Ma in Sicilia è anche una festa dei ragazzi molto sentita per l'aspetto simpatico che essa assume. Tra il primo e il 2 novembre è infatti consuetudine regalare ai bambini dolciumi specifici, i cui nomi e le forme ricordano sembianze umane o frutta. Il fervore religioso dei bambini che pregano per i loro parenti defunti nei giorni precedenti, "merita" infatti una ricompensa che incentivi questa loro pratica pia, ma la particolarità di questa ricompensa è che essa proviene direttamente dall'Aldilà. Sono perlopiù i nonni defunti, il cui affetto e ricordo è vivo nei piccoli nipoti, a recare in dono in quella notte regali, giochi, ma soprattutto l'ambìto e atteso vassoio di dolci di pasta secca. I bambini ne sono consapevoli, e attendono con trepidazione questa ricorrenza festaiola. 

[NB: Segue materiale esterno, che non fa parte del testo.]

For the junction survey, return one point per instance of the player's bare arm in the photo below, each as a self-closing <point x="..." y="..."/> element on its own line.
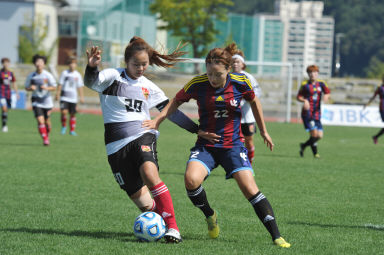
<point x="170" y="108"/>
<point x="94" y="56"/>
<point x="259" y="117"/>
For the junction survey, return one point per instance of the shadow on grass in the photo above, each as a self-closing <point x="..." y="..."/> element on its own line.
<point x="122" y="236"/>
<point x="366" y="226"/>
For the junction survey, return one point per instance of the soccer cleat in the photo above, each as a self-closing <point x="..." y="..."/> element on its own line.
<point x="301" y="150"/>
<point x="213" y="227"/>
<point x="172" y="236"/>
<point x="281" y="243"/>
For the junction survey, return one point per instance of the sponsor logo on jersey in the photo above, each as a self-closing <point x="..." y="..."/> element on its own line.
<point x="233" y="102"/>
<point x="145" y="92"/>
<point x="219" y="99"/>
<point x="145" y="148"/>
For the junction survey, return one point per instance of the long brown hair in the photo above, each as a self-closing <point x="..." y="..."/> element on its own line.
<point x="155" y="58"/>
<point x="220" y="55"/>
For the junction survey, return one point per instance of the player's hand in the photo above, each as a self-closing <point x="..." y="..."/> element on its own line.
<point x="306" y="105"/>
<point x="94" y="56"/>
<point x="150" y="124"/>
<point x="267" y="140"/>
<point x="211" y="137"/>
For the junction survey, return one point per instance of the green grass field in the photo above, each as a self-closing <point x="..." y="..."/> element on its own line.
<point x="63" y="199"/>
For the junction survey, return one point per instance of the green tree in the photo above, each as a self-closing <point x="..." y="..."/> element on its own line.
<point x="192" y="20"/>
<point x="31" y="39"/>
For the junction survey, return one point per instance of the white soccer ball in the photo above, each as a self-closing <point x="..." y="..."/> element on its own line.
<point x="149" y="227"/>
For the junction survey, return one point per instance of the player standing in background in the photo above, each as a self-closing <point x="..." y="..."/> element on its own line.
<point x="218" y="94"/>
<point x="380" y="92"/>
<point x="247" y="120"/>
<point x="126" y="97"/>
<point x="310" y="93"/>
<point x="41" y="83"/>
<point x="70" y="85"/>
<point x="7" y="79"/>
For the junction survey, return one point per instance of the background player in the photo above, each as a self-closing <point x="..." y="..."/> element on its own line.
<point x="70" y="85"/>
<point x="247" y="120"/>
<point x="41" y="83"/>
<point x="380" y="92"/>
<point x="7" y="80"/>
<point x="218" y="94"/>
<point x="310" y="93"/>
<point x="126" y="97"/>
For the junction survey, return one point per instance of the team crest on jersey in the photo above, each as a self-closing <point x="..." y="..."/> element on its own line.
<point x="145" y="148"/>
<point x="145" y="92"/>
<point x="219" y="99"/>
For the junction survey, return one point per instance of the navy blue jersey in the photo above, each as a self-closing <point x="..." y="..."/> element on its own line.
<point x="219" y="108"/>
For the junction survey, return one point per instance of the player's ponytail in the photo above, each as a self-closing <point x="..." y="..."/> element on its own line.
<point x="223" y="56"/>
<point x="155" y="58"/>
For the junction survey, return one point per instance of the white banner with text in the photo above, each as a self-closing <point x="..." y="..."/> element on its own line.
<point x="351" y="115"/>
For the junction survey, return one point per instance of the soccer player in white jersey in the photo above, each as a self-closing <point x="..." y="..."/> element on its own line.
<point x="126" y="97"/>
<point x="70" y="86"/>
<point x="41" y="83"/>
<point x="248" y="127"/>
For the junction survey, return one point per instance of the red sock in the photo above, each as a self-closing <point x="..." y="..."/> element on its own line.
<point x="43" y="131"/>
<point x="164" y="205"/>
<point x="48" y="128"/>
<point x="251" y="154"/>
<point x="72" y="123"/>
<point x="63" y="120"/>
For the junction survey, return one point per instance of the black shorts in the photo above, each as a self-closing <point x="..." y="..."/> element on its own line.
<point x="71" y="107"/>
<point x="41" y="112"/>
<point x="248" y="129"/>
<point x="126" y="162"/>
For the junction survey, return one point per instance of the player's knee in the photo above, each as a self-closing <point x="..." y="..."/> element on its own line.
<point x="145" y="202"/>
<point x="191" y="181"/>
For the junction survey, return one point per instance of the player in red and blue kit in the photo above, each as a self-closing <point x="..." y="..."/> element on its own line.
<point x="310" y="93"/>
<point x="378" y="92"/>
<point x="7" y="79"/>
<point x="218" y="94"/>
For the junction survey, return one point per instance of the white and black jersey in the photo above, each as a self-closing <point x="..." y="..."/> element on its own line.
<point x="70" y="82"/>
<point x="41" y="98"/>
<point x="246" y="110"/>
<point x="125" y="104"/>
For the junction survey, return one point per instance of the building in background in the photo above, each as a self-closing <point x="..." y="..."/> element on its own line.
<point x="308" y="35"/>
<point x="14" y="14"/>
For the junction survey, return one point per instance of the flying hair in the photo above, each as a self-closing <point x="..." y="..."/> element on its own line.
<point x="155" y="58"/>
<point x="221" y="56"/>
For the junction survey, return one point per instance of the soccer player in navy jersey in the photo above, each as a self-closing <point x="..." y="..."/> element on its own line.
<point x="7" y="80"/>
<point x="218" y="94"/>
<point x="126" y="96"/>
<point x="311" y="93"/>
<point x="378" y="92"/>
<point x="41" y="83"/>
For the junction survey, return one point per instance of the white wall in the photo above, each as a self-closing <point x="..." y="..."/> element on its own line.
<point x="12" y="16"/>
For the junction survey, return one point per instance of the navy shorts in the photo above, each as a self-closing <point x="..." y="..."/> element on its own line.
<point x="311" y="124"/>
<point x="231" y="159"/>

Nata probabilmente dalla necessità di spronare ad offrire preghiere in suffragio per i propri morti fin dalla più tenera età, l'usanza è largamente diffusa in tutta l'isola. Nel vassoio di dolci secchi, variopinto e caratteristico, la stesa di frutta martorana ha la parte predominante. L'impasto di farina, zucchero e mandorle, permette la realizzazione dolciaria di un composto semimorbido, di lunga durata, detto "pasta reale". Esso è talmente dolce da dover essere mangiato a piccoli pezzi per volta. Manipolandolo ad arte, gli esperti pasticcieri siciliani creano composizioni di frutta che sono dei veri e propri capolavori artistici, quasi delle sculture. Le forme di mele, arance, fichi d'india, mandarini, ciliegie, appaiono molto somiglianti alla frutta originale. La pasta martorana può essere lasciata in bianco, nel suo colore naturale, oppure rivestita con coloranti naturali, il cui effetto risulta di alto impatto visivo, molto brillante.

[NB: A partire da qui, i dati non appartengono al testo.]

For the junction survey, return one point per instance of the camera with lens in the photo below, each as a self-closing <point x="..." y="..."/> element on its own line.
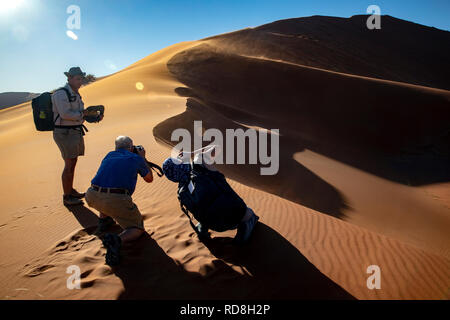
<point x="137" y="149"/>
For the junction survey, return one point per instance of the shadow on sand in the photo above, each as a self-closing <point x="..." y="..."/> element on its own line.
<point x="276" y="270"/>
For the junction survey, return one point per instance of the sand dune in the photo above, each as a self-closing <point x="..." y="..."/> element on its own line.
<point x="363" y="181"/>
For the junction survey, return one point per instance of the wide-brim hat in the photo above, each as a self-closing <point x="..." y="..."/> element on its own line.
<point x="75" y="71"/>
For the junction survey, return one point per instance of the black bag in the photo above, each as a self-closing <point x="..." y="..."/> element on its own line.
<point x="213" y="202"/>
<point x="43" y="110"/>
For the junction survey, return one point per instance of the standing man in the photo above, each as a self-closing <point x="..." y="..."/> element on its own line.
<point x="111" y="191"/>
<point x="68" y="109"/>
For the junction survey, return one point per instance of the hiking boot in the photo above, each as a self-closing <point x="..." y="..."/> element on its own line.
<point x="104" y="224"/>
<point x="112" y="243"/>
<point x="76" y="194"/>
<point x="245" y="230"/>
<point x="70" y="200"/>
<point x="202" y="232"/>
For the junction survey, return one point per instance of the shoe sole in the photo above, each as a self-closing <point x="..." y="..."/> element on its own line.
<point x="73" y="204"/>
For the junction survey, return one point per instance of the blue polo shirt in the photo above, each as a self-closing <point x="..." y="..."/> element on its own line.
<point x="119" y="169"/>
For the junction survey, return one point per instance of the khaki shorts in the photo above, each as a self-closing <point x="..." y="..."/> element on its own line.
<point x="120" y="207"/>
<point x="70" y="142"/>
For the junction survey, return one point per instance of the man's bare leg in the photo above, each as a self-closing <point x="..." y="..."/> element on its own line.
<point x="68" y="174"/>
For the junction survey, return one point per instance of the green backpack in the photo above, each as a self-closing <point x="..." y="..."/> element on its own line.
<point x="43" y="110"/>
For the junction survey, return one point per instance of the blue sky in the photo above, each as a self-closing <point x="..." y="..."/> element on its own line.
<point x="35" y="50"/>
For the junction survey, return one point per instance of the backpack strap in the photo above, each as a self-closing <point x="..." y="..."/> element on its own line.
<point x="71" y="99"/>
<point x="155" y="168"/>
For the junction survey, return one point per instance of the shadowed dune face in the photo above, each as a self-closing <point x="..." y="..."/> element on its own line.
<point x="386" y="128"/>
<point x="400" y="51"/>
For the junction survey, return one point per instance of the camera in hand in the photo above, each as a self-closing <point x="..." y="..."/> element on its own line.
<point x="153" y="166"/>
<point x="137" y="149"/>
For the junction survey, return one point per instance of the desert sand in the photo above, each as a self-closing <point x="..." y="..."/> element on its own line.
<point x="363" y="180"/>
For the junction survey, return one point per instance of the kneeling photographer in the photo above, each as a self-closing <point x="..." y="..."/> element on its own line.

La tradizione narra che la pasta reale sia nata nel convento delle monache situato presso la chiesa di Santa Maria dell'Ammiraglio, a Palermo. Questo edificio religioso fu costruito nel Medioevo da Giorgio D'Antiochia, un ammiraglio di fede ortodossa al servizio presso il re normanno Ruggero II, e oggi fa parte dell'Eparchìa di Piana degli Albanesi (chiesa italo-albanese, di rito bizantino). Eretto vicino ad un monastero benedettino fondato da una nobildonna, Eloisa Martorana, per estensione è oggi conosciuto più come la chiesa delle monache della Martorana, che non come Santa Maria dell'Ammiraglio. Nel convento annesso nacque la pasta, oggi riconosciuta dal Mipaaf (Ministero delle Politiche Agricole, Alimentari e Forestali) come prodotto agroalimentare tradizionale (P.A.T.), denominata "pasta martorana" o "pasta reale".

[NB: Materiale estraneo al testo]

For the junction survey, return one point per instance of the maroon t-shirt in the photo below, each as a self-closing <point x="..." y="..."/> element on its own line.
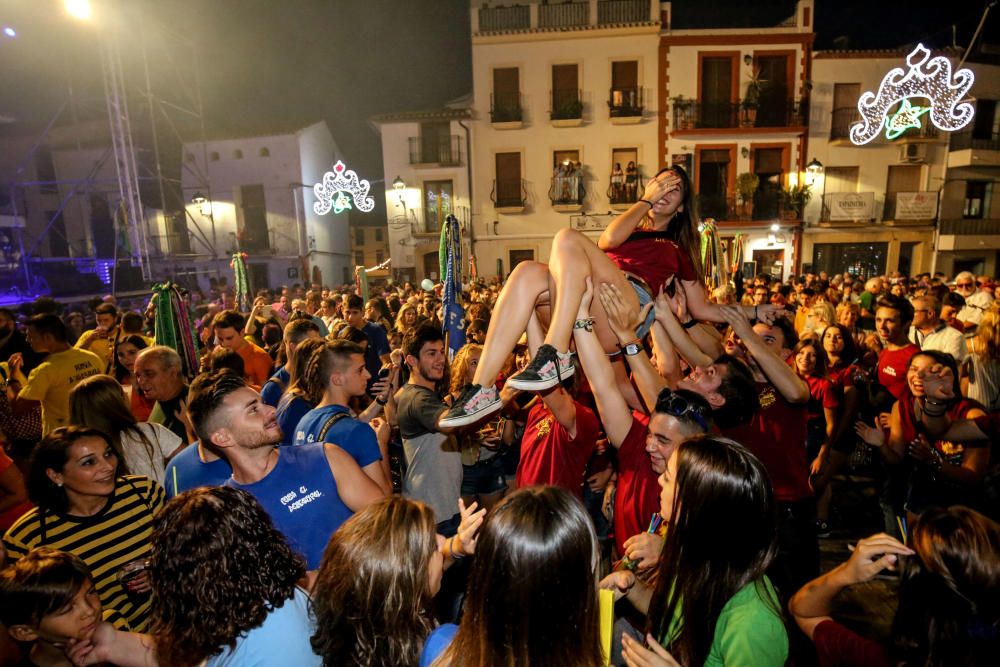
<point x="550" y="456"/>
<point x="777" y="436"/>
<point x="892" y="365"/>
<point x="638" y="495"/>
<point x="653" y="257"/>
<point x="837" y="646"/>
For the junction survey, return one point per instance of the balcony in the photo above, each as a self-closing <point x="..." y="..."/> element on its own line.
<point x="840" y="123"/>
<point x="567" y="107"/>
<point x="509" y="195"/>
<point x="503" y="19"/>
<point x="612" y="12"/>
<point x="443" y="151"/>
<point x="625" y="189"/>
<point x="625" y="105"/>
<point x="506" y="111"/>
<point x="909" y="208"/>
<point x="691" y="115"/>
<point x="847" y="209"/>
<point x="567" y="191"/>
<point x="717" y="206"/>
<point x="564" y="15"/>
<point x="972" y="149"/>
<point x="967" y="227"/>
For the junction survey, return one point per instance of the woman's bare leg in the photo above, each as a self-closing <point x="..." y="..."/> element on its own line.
<point x="527" y="287"/>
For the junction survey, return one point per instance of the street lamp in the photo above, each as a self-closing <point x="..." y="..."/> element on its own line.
<point x="813" y="171"/>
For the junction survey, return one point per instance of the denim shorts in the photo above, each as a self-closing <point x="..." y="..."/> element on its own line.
<point x="484" y="477"/>
<point x="645" y="295"/>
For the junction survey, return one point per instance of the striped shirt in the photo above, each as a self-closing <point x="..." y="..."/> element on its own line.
<point x="118" y="534"/>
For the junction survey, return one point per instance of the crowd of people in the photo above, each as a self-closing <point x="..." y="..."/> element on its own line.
<point x="342" y="484"/>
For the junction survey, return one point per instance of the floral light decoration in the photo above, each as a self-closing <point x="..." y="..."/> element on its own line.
<point x="927" y="77"/>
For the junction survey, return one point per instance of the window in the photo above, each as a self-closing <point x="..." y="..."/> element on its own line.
<point x="252" y="218"/>
<point x="977" y="199"/>
<point x="626" y="97"/>
<point x="438" y="203"/>
<point x="714" y="182"/>
<point x="518" y="256"/>
<point x="769" y="165"/>
<point x="508" y="191"/>
<point x="717" y="90"/>
<point x="625" y="183"/>
<point x="506" y="102"/>
<point x="845" y="109"/>
<point x="902" y="178"/>
<point x="566" y="102"/>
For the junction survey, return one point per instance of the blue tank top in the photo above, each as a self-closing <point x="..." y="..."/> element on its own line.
<point x="301" y="497"/>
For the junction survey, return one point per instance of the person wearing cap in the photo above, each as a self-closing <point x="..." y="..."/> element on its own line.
<point x="977" y="301"/>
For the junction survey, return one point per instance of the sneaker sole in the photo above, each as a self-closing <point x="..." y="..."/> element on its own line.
<point x="528" y="385"/>
<point x="471" y="418"/>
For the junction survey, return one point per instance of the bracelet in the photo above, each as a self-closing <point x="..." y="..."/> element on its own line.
<point x="451" y="547"/>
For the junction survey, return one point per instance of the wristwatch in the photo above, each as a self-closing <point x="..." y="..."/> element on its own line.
<point x="632" y="349"/>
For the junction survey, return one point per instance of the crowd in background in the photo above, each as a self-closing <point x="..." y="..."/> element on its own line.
<point x="299" y="501"/>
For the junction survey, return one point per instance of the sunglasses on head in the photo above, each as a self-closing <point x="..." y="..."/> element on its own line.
<point x="680" y="407"/>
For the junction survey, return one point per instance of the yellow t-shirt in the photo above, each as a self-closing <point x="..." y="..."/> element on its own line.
<point x="101" y="346"/>
<point x="51" y="381"/>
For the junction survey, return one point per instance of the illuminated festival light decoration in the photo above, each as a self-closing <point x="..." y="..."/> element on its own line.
<point x="929" y="78"/>
<point x="339" y="188"/>
<point x="907" y="117"/>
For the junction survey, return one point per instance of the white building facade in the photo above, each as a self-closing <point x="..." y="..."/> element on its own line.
<point x="260" y="202"/>
<point x="564" y="131"/>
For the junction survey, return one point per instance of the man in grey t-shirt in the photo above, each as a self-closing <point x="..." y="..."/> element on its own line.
<point x="434" y="464"/>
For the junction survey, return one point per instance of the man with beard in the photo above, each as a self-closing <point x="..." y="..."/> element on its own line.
<point x="308" y="490"/>
<point x="433" y="459"/>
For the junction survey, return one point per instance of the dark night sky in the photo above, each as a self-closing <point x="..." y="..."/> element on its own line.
<point x="266" y="62"/>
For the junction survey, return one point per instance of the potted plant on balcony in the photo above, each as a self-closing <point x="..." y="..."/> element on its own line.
<point x="746" y="186"/>
<point x="794" y="200"/>
<point x="683" y="112"/>
<point x="751" y="100"/>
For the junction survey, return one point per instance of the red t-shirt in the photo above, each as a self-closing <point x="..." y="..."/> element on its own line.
<point x="638" y="494"/>
<point x="550" y="456"/>
<point x="653" y="257"/>
<point x="837" y="646"/>
<point x="9" y="516"/>
<point x="822" y="395"/>
<point x="777" y="436"/>
<point x="892" y="366"/>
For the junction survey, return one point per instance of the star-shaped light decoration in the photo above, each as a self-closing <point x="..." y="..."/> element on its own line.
<point x="908" y="116"/>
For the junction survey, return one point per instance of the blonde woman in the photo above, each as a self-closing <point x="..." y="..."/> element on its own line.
<point x="981" y="371"/>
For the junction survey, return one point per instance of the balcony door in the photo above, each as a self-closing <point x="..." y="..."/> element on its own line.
<point x="775" y="96"/>
<point x="902" y="178"/>
<point x="717" y="80"/>
<point x="439" y="203"/>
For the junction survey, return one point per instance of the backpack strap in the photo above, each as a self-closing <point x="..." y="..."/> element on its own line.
<point x="333" y="419"/>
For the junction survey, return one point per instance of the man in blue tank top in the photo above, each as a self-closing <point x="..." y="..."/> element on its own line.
<point x="307" y="490"/>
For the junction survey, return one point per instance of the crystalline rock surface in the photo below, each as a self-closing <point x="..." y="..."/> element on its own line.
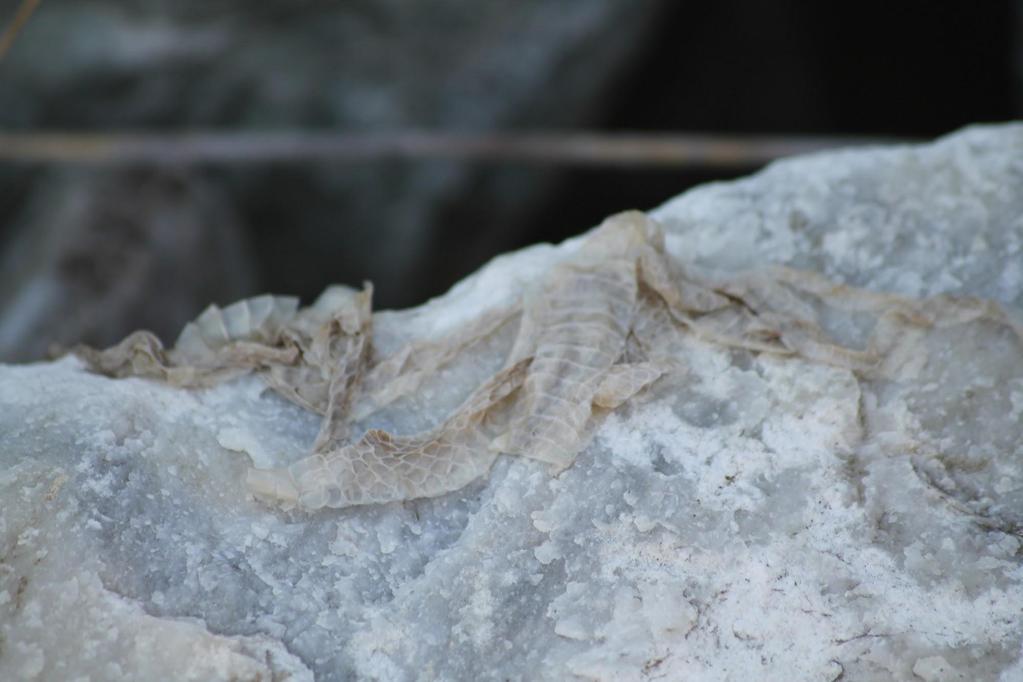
<point x="771" y="432"/>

Anche il nome "reale" ha a che fare con un'altra storia della tradizione palermitana. Si narra, infatti, che in occasione della visita del re Carlo V, nel 1537, le monache vollero far apparire il loro giardino ricco di frutti e ben curato agli occhi del regnante. Ma a giugno gli alberi non avevano più molti frutti. E dunque le monache realizzarono delle accurate riproduzioni di frutta con la pasta martorana, appendendole ai rami degli alberi del giardino, che improvvisamente si riempirono di frutti tipici della zona come arance, ciliege, tamarindi in abbondanza, vistosamente maturi, da raccogliere. Il re ne fu molto colpito e da allora la pasta martorana fu detta anche "pasta reale", in omaggio alla sorpresa che ne ebbe il re.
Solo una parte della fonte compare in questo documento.